18 April 2012

Siobhan Benita and civil 'service'.

From the website of Siobhan Benita, the independent candidate for Mayor of London:
Siobhan joined the Civil Service in 1996 and worked at the very heart of Government for over 15 years. As a senior official at the Cabinet Office she led major projects across Government and has worked with ministers and officials at the very highest levels. Siobhan knows how political decisions get made and is experienced at working with a range of senior people - from across the public and private sectors - to get things done.
From her interview in the Guardian on Saturday:
But, she says, she was losing faith in the power of the civil service to keep politicians in check: at the Department of Health, where she worked, Andrew Lansley was rolling out a plan of reforms she felt she could never help implement. "I'd always believed in public service as a way of doing good, but I started to realise that the way I'd done it wasn't going to work any more."
So did she spend 15 years exercising "the power of the civil service to keep politicians in check"? Or did she spend it "working with a range of senior people...to get things done"? Or is she saying that when she agreed with something she was the epitome of bureaucratic endeavour - and when she did not like something, she blocked it?
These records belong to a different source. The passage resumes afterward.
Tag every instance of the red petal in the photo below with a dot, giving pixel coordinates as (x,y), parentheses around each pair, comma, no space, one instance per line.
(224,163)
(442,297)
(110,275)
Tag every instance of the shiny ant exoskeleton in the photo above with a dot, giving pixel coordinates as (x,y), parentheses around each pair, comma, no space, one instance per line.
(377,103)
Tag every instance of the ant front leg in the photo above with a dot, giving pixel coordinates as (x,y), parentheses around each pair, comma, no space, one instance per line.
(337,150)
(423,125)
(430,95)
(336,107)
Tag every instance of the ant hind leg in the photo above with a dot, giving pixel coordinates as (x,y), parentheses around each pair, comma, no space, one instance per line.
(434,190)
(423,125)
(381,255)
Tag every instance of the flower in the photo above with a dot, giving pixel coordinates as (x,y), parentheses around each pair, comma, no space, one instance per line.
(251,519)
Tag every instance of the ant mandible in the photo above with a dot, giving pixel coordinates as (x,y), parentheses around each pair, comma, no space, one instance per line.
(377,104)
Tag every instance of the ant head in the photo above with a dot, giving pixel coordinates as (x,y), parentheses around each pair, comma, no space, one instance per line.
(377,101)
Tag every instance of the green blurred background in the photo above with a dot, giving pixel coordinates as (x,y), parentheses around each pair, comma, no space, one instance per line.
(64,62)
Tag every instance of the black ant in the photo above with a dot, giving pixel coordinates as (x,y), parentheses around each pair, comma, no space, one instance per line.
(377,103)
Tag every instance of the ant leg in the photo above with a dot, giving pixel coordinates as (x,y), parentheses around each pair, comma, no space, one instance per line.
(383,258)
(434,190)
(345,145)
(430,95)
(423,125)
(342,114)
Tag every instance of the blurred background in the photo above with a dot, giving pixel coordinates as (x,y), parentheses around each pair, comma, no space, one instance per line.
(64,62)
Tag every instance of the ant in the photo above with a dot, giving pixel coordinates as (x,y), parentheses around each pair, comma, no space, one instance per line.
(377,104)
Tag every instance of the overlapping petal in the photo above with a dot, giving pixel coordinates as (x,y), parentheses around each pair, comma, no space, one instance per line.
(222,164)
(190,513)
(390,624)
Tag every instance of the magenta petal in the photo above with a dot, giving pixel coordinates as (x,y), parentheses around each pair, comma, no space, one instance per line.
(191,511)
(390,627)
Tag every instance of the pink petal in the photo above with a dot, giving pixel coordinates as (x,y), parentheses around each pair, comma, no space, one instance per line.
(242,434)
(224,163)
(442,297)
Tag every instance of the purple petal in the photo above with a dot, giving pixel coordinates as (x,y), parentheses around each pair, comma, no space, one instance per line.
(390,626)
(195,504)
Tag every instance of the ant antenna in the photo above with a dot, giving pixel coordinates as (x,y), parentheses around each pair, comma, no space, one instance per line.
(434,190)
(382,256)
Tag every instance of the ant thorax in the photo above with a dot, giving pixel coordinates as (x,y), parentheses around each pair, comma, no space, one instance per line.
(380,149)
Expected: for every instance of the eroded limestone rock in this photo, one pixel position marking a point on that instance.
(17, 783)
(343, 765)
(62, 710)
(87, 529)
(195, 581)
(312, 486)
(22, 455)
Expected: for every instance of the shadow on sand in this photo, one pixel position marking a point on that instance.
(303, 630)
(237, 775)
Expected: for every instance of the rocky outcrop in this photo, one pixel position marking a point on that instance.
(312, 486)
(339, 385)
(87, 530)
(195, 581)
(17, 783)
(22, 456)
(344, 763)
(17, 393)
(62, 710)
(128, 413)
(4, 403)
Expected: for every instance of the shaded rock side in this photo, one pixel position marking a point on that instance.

While it is admirable that she has resigned from the civil service in protest at the Lansley health reforms, it is disgraceful that she has done so because she couldn't keep the Secretary of State "in check". It's not the job of the civil service to keep politicians "in check". That's what Parliament, the media, civil society are for. Yes, Minister is a satire, not a training aide.

It would seem that she ate her cake and had it while being employed by us to serve the politicians we elected. I'm Labour to my core but I would rather have the elected Lib-Cons doing bad things accountably than unelected Siobhan Benitas "doing good" unaccountably.

I welcome that more independent candidates are getting heard and elected in politics. Parties are crucial to democracy but our current models of participation are not fit for how we communicate, act and vote in the digital-leisure age. That partly explained the Bradford West by-election result. Independents could give the incumbent political machines the scare we need.

But let's not fool ourselves that every person who comes along with independent (or Respect, for that matter) scrawled across their website is some great anti-establishment challenger. Indeed, of the seven candidates standing for Mayor of London on 3rd May, Benita, in both attitude and personal history, is the most establishment of them all.